Just as I suspected. With a hundred billion here, a hundred billion there, pretty soon you’re talking about real money (at least until the dollar tanks again :-).
But quite frankly, what is the public getting in return for this $400 bil (and counting) federal guarantee?
Right now, while the bankers are crying uncle is the best time to force some much needed regulations and restrictions onto the industry. The only way to do that is to get Congress to explicitly provide the guarantee that the Fed is currently doing, and include in that legislation reforms of the industry.
Right now, the Fed has extracted nothing from the industry in exchange for this largesse. And once the industry is back on its feet, the cries of “Govt get off our backs” will inevitably start again.
I realize that creating a new regulatory scheme out of whole cloth will take some time. But the upside to waiting is that the banks’ positions are likely to get weaker still, which means their bargaining power vis-a-vis Congress will be even worse. As for the markets themselves, I don’t think a rise in risk premiums for agency debt is a catastrophic scenario for the typical Main St. borrower who’s already locked in his mortgage terms. If it leads to the implosion of a bunch of hedge funds, why, that’s just a bonus in my books :-)
As for the markets themselves, I don’t think a rise in risk premiums for agency debt is a catastrophic scenario for the typical Main St. borrower who’s already locked in his mortgage terms.
This implies that Fannie and Freddie have no business left to do, which is obviously false. People always need mortgages, whether for purchases or refinancing.
How is this any different than just an expanded TAF auction? As far as I know TAF accepts all types of ABS/MBS as it has the same collateralization reqs as the discount window (http://www.frbdiscountwindow.org/discountmargins.pdf)
Whats the main difference here?
The Fed has taken on the role of the rating agencies in hopes of propping up the value of these securities so that banks won’t go BK. This may be a necessary triage move given the possible outcome if they don’t. Where were these assholes when the bubble was forming ?
What really does this move do to ameliorate the crash in home prices ? Nothing. Home prices are still too high and the mortgage securities are worth less each day.
The owners of these securities have dug in their heels, waiting for the bailouts and expecting full payment for their bad investment choices. The Fed is essentially covering a margin call for the speculator crime families.
Ultimately, the crime families are going to have to take a huge haircut and underwrite below market assumable loans to make this junk really AAA. When does that move start ? Shouldn’t it be part of the bailout ?
Max,
You’re right. There’s still business to do. And it will get done, just at a higher cost, which I think is the right thing for this mess regardless. Remember that this whole mess started because credit was available on too easy terms and that the interest rates were too low, thus sparking the housing bubble.

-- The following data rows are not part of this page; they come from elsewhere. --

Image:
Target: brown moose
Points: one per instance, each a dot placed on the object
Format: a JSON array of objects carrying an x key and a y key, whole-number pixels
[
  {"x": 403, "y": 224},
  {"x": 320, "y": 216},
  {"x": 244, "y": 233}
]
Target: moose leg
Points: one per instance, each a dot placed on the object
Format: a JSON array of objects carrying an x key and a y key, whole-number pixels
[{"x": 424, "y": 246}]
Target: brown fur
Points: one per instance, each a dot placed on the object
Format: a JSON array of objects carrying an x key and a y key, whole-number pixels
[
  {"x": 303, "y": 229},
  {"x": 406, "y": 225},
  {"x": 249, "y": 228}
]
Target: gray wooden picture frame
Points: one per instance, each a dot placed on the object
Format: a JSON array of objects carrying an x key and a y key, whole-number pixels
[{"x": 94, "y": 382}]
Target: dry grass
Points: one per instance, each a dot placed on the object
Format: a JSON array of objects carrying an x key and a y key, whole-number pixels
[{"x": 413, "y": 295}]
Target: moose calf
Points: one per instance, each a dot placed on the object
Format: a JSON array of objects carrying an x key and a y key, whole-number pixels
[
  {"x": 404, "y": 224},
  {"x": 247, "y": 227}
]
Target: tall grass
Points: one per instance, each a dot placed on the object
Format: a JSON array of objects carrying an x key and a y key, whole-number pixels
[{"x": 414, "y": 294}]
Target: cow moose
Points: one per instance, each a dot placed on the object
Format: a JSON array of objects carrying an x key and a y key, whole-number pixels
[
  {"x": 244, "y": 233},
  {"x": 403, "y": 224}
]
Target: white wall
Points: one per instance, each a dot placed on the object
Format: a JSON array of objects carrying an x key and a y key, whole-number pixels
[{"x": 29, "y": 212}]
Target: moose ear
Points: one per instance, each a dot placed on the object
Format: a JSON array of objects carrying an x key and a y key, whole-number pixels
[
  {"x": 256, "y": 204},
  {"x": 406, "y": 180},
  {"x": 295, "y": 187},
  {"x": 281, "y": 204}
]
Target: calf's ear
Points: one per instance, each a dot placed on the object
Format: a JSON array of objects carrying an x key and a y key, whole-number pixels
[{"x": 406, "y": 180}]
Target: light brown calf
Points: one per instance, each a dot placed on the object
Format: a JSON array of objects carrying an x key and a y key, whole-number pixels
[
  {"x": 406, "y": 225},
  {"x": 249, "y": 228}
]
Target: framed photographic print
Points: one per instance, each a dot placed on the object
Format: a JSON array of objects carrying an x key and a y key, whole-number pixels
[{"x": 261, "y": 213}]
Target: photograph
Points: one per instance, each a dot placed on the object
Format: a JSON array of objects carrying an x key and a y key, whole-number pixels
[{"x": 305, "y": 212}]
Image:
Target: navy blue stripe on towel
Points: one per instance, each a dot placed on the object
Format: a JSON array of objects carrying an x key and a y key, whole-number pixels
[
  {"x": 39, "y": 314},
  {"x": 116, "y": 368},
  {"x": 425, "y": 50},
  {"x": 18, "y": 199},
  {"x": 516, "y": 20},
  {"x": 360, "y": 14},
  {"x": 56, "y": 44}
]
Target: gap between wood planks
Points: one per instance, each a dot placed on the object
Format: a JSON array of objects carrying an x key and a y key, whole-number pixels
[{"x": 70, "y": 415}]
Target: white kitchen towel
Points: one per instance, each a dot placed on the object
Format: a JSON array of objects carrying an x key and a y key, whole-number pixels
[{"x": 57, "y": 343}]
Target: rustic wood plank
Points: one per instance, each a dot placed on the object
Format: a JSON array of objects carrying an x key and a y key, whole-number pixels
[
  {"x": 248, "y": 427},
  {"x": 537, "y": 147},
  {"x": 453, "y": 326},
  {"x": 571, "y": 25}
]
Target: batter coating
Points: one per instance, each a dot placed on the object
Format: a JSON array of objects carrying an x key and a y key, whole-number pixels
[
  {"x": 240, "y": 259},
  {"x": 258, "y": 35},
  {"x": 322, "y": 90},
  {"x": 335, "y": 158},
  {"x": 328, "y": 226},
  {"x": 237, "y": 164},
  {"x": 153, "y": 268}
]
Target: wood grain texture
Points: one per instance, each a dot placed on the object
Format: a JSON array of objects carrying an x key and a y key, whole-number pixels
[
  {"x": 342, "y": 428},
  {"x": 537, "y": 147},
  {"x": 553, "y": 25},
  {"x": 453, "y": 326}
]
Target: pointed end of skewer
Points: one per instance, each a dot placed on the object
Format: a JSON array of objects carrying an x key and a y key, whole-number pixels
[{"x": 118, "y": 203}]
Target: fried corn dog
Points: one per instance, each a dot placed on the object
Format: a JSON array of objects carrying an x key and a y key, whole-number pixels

Furthermore, I’m not sure that the Fed’s intervention is likely to save housing anyway, and indeed, I doubt that was the Fed’s point (since when have they started caring about homeowners rather than the markets?). Firstly, the problem with the current housing market is that prices are too high, and that the previous easy terms on which they were financed will not (and should not) come back. Secondly, many homeowners got loans they did not really qualify for because of loose standards. Those standards are tightening up, leaving a lot of people unable to refinance or buy a house.
In the end, the current mortgage market is being affected much more by the turn to stricter lending standards (no more liar’s loans, zero money down, teaser rates, or pie-in-the-sky appraisals), than by interest rates per se (which themselves are affected much more by long bond yields which continue to rise as inflation increases).
In other words, I think the housing market’s goose is cooked, regardless of what the Fed or Congress does at this point. Given that premise, the only thing that intervention in the agency debt markets does is save Wall St.